Jacques va devoir changer ses habitudes. Sur la porte de son bureau, un écriteau : "Reçois uniquement sur rendez-vous dans son espace de plénitude et d’apaisement." On l’a surnommé "Maître Yoda", comme le sage de la Guerre des étoiles, de George Lucas. Il aimait le social, se rendre aux manifestations avec ses amis syndicalistes. La CGT passait par lui pour obtenir un rendez-vous en préfecture. "Moi, en dix ans de RG, je n’ai jamais fait une photo de manifestant, ce serait une hérésie, lâche-t-il. Mon outil, c’est le téléphone."

Pour lui, la disparition des RG, c’est la fin d’une époque. "Un métier va disparaître. On s’intéressait au malaise des classes moyennes, on recueillait les discussions de comptoir. On se demande si le pouvoir ne veut pas se débarrasser de quelque chose..." Il a rempli sa fiche, comme tout le monde. Il a demandé le renseignement intérieur : "Je ne me voyais pas remplir des télex toute la journée." C’est la crainte des "trads" : ne plus faire que de l’événementiel, gérer manifestations, grèves, sans prendre le temps de tâter le malaise social. A Agen, ils devraient être trois, quatre au plus, à opter pour l’information générale. Deviendront-ils les parents pauvres de la sécurité publique ?

Francis, 46 ans, au téléphone ce soir-là avec un contact, dans une entreprise que des agriculteurs menacent de mettre à sac. "Attention, moi, je vais sortir le fusil", crie son interlocuteur.

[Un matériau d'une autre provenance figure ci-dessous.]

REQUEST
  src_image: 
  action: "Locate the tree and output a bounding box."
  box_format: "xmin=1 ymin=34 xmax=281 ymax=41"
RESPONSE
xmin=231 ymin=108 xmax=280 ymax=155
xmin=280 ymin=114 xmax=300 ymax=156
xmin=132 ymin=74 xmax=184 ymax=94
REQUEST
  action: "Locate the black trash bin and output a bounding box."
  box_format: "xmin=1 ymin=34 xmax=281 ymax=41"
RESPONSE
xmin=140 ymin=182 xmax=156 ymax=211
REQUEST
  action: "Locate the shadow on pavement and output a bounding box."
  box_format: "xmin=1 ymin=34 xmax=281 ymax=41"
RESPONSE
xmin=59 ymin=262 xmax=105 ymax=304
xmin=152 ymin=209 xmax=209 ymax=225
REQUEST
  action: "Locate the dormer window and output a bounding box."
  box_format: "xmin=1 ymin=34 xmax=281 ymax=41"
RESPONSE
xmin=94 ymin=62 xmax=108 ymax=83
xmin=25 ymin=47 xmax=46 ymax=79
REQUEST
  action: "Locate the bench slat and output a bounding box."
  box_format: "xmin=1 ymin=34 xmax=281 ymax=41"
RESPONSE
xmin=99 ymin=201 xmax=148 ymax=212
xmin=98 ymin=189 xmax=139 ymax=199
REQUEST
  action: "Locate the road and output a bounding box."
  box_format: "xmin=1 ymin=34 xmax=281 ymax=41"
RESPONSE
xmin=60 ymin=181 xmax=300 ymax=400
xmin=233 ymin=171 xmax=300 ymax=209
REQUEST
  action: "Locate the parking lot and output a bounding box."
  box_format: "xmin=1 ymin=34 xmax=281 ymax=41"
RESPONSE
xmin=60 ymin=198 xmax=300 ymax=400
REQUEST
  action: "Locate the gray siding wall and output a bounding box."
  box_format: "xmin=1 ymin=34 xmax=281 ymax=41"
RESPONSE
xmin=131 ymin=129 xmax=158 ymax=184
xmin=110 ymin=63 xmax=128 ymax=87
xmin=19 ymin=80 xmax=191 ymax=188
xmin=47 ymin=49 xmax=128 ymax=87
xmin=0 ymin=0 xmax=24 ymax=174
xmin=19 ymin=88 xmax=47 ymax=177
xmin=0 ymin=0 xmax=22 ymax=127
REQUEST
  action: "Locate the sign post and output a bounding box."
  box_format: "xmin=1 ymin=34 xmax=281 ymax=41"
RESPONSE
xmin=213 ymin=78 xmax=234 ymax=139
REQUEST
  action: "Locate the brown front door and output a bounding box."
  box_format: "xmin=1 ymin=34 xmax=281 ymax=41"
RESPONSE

Il le calme. "Surtout, appelez-moi dans la nuit, s’il y a le moindre problème...", conseille Francis. Il rédige une note, la faxe en préfecture. Capitaine de police, il va rester à l’IG. "Mes potes, ils vont passer derrière la cloison, regrette-t-il. Le sigle IG, c’est pas terrible. Mais prendre une photo en cachette, ça ne me fait pas bander. Je préfère voir les gens, leur parler."